The oddball, fit-the-box scale works out to 1/110 - slightly larger than 3/32"=1'.  The model is about 17" long overall.

It lives in a plexiglas case (which is why it's lasted 35 years).  What's shown in the picture is the base of the case - cherry veneer over plywood.  I can build better cases nowadays; someday maybe I'll build a new one for this model.

 

The deck is basswood (laid a plank at a time).  The fittings are made out of lots of stuff:  styrene sheet and rod, boxwood, cherry, brass, etc.  The figurehead in the kit is a little undersized, but it's so beautifully done that I figured any attempt of mine to make a replacement would be stupid.

 

 

I scraped off the raised "surface detail" and scribed the edges of the hull planks.  The bottom is covered with individual copper plates.  (Revell missed the well-documented fact that the Bounty was copper-sheathed.)  Model Shipways used to sell .001" sheets of copper.  (Nowadays I'd use the self-adhesive copper tape sold by places like Model Expo.)  The adhesive is good old-fashioned contact cement (the kind that really stinks).  It's held firmly for 35 years.  The indentations for the nails were put in with a dull needle chucked in a pin vise.  The copper is weathered with PollyS paint (as it was called in those days). 

The crew figures came from the kit, and from several others:  the Revell Santa Maria and harbor tug Long Beach, and the Airfix Endeavour.  Revell's human figures in those days were real tributes to the sculptor and the pantograph machine.  Captain Bligh has individual upper and lower eyelids, and square buckles on his shoes.

 

My principal source of information for this model was an article in the Mariner's Mirror from about 1937.  (The subject was hot at that time, because the Nordoff and Hall novels had just been published.)  The article contained fold-out copies of the two Admiralty draughts of the ship - one as she'd been purchased and one after she'd been modified for her trip to the Pacific.  (Revell - like lots of other people - apparently used the first set which, coincidentally or otherwise, was reproduced on exactly the same scale as the kit).  I followed the second; my intention was to show her as she looked at the time of the mutiny.  The changes include the capstan on the quarterdeck, the new ports in the side aft (to ventilate the breadfruit trees), and, most conspicuously, the little "deckhouse" at the stern.  Some people have tried to convince themselves that it's a flag locker.  I think it's a water closet for the captain, who got evicted from his cabin when it got turned into a garden for the breadfruit.
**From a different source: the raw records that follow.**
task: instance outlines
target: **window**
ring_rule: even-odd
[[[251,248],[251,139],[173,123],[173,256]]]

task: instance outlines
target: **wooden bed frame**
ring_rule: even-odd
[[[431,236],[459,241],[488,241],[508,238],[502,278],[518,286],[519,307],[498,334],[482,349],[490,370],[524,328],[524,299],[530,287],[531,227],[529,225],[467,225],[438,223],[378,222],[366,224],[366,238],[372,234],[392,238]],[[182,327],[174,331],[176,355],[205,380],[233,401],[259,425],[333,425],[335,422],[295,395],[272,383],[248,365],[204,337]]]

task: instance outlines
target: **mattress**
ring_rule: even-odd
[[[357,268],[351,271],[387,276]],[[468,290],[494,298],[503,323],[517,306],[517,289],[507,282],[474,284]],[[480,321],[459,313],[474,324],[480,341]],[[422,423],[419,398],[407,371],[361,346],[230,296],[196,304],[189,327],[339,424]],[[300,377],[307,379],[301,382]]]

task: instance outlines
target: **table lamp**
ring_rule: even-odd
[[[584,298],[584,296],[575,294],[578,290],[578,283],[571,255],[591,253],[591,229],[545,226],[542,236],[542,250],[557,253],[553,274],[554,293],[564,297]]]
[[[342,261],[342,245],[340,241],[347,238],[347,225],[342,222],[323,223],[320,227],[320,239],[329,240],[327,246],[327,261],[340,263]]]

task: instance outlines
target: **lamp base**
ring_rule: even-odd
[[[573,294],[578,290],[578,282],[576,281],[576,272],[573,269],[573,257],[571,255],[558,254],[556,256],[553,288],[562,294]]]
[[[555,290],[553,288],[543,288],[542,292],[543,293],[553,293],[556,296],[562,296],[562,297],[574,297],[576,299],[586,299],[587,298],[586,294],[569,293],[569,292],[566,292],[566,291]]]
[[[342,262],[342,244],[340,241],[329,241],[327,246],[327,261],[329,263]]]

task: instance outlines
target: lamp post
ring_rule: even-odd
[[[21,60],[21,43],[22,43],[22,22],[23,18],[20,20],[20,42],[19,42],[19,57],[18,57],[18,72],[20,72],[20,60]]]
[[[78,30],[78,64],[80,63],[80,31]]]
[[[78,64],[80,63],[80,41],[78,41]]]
The spars are turned from degama (aka lancewood).  The guns are turned from brass.  The blocks and deadeyes are britannia metal castings from Bluejacket, as are the gratings.  Most of the other fittings are scratchbuilt.

The rigging is silk thread, spun up into the appropriate sizes (hawser- and cable-laid, as appropriate) on my primitive "rope-making machine."  At that time I think I was using one made from an Erector set.

The ratlines are the finest silk thread I could find at the time.  (Good fabric stores in Columbus, Ohio in those days sold two sizes.  I used those two to make all the lines in the ship.)  By the time I finished this model a friend had given me a spool of very fine nickel-chromium wire, which I used for the ratlines on my next project, the Continental Frigate Hancock.  The wire looks a lot better. 

I can now see lots of things in this model that I could have done better.  But that's a great part of the hobby.

Thanks for looking.

Youth, talent, hard work, and enthusiasm are no match for old age and treachery.